Quoth Joel Hammer:
> I want to be able to ftp to a linux box behind a firewall linux box from
> the outside. I need to configure the ftp server and the firewall.
>
> I assume, since the "outside" client is also behind a firewall, I may be
> using passive mode for the transfer. I am using ipchains and ipmasqadm. I
> am running an ftp server on the firewall linux box, too. This ftp server
> on the firewall box is using ports 20 and 21.
>
> In the active transfer mode, it seems straightforward to have the
> outside client ftp to a special command port, say port 27 instead of
> 21. I can set up the firewall linux box to send all requests on port 27
> to my ftp server behind the firewall to the usual command port. But,
> here is where where I need help. How do I tell the client what the data
> port is on the server? Does the ftp server send the data port back as a
> data packet, or does the ftp client assume the data port number is the
> port on the server making the connection to the client's data port? Could
> ipmasqadm simply switch outgoing port numbers?
I would think which ports to use are part of the protocol negotiation.

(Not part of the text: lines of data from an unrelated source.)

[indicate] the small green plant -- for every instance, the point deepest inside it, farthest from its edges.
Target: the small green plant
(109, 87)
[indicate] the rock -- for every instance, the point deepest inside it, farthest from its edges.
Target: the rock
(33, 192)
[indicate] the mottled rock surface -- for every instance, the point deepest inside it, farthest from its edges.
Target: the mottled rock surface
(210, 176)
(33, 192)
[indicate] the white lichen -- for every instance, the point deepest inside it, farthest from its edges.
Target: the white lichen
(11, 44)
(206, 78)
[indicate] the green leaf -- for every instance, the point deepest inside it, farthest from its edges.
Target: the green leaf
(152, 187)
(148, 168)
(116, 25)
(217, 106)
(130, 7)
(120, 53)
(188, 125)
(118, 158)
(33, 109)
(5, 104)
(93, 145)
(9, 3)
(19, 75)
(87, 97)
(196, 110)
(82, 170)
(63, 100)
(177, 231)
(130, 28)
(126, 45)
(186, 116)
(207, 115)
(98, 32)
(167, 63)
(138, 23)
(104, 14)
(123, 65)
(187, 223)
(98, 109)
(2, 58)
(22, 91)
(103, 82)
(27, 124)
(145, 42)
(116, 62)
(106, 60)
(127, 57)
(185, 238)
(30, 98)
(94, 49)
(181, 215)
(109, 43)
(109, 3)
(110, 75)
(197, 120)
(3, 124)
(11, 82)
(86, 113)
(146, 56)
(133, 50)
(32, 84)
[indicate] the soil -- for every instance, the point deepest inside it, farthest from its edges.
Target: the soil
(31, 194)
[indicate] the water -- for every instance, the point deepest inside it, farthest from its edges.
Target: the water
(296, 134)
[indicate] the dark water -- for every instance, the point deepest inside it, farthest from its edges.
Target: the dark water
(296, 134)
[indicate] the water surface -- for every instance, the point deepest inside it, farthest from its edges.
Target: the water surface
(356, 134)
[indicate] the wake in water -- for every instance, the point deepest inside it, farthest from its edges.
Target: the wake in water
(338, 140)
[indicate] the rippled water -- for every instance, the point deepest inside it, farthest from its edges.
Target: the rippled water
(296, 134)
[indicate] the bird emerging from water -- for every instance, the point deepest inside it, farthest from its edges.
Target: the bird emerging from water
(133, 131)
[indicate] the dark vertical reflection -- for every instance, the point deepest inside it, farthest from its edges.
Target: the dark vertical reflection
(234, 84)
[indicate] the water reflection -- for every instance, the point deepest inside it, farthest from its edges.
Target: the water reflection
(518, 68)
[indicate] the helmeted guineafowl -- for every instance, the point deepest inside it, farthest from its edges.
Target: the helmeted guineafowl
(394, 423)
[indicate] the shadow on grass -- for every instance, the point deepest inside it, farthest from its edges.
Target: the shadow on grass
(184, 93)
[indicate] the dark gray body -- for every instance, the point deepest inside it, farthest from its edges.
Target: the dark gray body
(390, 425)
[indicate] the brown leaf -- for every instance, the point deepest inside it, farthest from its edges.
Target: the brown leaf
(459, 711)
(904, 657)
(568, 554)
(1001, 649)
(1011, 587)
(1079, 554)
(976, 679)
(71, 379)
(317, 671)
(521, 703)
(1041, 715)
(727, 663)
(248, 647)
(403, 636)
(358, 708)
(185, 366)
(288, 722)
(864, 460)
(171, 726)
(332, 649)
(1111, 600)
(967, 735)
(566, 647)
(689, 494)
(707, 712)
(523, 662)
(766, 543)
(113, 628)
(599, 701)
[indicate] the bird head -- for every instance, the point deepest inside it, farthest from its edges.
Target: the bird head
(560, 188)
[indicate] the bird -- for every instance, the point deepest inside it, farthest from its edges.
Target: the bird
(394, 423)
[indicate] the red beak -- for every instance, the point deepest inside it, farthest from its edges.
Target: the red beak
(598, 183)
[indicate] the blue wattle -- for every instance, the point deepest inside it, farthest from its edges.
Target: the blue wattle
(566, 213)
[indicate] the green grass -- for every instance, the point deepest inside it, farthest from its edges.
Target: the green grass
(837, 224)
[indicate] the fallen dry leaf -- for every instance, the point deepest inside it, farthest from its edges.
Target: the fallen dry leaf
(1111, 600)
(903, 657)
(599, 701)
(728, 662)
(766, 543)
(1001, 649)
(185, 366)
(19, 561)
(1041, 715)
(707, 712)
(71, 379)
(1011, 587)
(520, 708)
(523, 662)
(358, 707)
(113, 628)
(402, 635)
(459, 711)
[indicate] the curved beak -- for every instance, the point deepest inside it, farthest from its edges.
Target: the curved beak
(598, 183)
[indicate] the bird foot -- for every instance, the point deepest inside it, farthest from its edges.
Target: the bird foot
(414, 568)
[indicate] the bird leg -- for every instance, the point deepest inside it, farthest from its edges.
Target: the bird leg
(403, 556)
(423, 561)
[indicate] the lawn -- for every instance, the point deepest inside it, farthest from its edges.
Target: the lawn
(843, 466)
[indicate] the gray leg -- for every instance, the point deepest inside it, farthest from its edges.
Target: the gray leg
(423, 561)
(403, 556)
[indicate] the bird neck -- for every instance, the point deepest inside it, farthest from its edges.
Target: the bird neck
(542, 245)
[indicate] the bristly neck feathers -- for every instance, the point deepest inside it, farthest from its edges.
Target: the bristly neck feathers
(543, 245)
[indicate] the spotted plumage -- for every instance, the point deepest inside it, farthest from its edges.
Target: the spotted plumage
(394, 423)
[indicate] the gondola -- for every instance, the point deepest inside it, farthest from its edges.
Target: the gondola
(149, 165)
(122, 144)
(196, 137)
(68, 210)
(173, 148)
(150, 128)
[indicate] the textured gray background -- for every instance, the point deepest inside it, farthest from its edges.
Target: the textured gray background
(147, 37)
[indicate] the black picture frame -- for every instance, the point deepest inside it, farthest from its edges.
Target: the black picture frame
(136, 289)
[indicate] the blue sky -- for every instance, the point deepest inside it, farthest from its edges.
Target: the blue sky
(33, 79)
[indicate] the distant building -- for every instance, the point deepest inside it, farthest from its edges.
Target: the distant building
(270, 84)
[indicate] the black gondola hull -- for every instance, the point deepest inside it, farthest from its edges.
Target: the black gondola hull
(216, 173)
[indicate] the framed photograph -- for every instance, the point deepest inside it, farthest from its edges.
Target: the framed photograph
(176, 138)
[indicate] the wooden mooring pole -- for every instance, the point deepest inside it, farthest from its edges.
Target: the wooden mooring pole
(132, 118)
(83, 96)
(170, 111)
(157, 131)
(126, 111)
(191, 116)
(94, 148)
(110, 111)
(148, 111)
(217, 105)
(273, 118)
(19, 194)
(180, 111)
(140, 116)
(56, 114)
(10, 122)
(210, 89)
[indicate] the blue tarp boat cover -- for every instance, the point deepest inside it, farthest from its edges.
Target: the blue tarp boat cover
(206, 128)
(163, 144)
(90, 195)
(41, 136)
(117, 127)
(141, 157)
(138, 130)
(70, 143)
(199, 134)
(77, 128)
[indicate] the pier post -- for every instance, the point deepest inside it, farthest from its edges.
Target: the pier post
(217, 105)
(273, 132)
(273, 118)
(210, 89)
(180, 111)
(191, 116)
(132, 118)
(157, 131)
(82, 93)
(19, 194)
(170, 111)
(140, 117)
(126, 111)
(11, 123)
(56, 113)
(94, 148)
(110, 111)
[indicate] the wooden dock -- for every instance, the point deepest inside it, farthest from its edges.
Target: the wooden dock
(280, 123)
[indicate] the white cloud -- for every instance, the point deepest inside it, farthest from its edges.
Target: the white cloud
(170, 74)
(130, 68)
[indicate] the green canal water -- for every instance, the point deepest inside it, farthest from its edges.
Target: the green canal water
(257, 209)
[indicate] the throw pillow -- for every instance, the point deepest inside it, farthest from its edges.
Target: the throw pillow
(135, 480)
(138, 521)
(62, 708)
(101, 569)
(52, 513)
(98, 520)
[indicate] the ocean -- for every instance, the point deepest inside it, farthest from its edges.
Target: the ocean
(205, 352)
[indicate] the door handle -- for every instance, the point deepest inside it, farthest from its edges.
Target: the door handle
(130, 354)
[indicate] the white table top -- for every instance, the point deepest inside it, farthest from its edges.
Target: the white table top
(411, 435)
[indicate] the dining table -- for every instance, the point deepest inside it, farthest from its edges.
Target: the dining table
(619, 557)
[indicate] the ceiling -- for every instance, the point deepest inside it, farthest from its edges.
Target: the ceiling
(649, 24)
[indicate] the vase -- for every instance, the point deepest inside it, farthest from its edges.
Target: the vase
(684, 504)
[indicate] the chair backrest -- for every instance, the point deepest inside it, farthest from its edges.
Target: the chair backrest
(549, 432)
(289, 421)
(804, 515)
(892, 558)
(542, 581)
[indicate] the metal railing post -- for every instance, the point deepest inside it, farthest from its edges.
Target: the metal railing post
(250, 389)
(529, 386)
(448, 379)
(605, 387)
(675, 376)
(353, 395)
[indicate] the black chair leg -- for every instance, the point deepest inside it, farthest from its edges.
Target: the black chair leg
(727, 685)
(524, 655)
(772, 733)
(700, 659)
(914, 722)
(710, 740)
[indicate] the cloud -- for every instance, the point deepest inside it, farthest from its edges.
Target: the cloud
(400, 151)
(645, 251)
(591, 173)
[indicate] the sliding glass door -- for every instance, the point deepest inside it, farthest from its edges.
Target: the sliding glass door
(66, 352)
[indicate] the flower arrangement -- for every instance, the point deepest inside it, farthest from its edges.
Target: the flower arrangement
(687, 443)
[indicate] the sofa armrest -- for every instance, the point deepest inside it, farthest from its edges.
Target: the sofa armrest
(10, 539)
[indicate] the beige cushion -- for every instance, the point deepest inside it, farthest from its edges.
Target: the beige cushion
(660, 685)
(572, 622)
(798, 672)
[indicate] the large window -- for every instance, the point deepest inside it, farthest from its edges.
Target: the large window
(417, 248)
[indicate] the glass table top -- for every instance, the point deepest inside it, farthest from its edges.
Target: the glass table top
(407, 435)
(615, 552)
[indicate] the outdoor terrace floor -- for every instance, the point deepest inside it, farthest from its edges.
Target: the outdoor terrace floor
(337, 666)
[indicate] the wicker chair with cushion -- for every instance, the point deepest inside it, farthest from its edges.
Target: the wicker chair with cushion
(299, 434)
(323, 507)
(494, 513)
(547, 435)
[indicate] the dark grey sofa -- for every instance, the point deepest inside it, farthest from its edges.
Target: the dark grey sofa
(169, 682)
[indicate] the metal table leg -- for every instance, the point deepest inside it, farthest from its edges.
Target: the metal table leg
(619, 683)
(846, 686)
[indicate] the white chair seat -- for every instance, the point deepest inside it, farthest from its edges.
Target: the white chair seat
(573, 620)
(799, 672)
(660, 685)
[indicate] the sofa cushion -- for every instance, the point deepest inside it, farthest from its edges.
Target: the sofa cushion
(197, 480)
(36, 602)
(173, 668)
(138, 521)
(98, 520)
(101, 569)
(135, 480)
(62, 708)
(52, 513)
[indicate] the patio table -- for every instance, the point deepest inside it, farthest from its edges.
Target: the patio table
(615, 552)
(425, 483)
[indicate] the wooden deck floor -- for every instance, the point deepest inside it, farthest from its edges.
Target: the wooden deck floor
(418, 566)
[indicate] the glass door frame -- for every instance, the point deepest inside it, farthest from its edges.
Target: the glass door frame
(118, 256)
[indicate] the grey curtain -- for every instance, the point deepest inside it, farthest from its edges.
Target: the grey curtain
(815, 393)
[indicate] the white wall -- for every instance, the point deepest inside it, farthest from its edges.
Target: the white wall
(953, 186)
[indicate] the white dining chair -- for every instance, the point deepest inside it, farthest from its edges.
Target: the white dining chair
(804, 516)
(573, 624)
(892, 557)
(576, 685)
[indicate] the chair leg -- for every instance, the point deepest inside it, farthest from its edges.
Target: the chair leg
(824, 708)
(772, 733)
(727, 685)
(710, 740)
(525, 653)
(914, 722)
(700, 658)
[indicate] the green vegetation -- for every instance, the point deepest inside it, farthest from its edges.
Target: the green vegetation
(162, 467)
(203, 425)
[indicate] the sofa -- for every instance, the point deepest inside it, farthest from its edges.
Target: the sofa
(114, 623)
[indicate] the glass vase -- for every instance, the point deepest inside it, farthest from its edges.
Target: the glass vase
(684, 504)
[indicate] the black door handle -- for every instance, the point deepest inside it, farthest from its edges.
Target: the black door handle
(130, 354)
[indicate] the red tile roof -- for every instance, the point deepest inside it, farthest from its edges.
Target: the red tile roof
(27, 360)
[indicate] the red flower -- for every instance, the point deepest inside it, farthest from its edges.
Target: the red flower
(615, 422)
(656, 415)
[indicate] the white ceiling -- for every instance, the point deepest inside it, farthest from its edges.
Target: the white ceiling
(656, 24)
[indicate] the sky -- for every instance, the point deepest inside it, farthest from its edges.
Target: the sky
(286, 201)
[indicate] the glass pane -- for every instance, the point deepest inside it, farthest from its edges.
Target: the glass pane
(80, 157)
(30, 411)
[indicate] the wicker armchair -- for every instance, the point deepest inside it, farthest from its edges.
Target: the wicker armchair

> The second question is for passive mode. Here, the ftp server sends back the
> temporary port to use for data transfers. There is supposed to be a way to
> restrict which ports are sent back by the server. However, the method
> suggested is changing an include file and, I suppose, recompiling the ftp
> daemon. Is there a configuration file which would do this?
> Could I just edit the binary file, assuming I could find the current port
> ranges in the binary file? Sounds hard, since it will be numbers, not
> strings.
This depends on the underlying FTP server. ProFTPd uses
PassivePorts min-port-num max-port-num
to specify a range of ports to be sued for ftp-data.
WU-FTPd uses
passive ports <cidr> <min> <max>
IP addresses matching <cidr> use <min> <= port <= <max>. See also
the pasv-allow directive for WU-FTPd.
Kurt
--
The greatest dangers to liberty lurk in insidious encroachment by men
of zeal, well-meaning but without understanding.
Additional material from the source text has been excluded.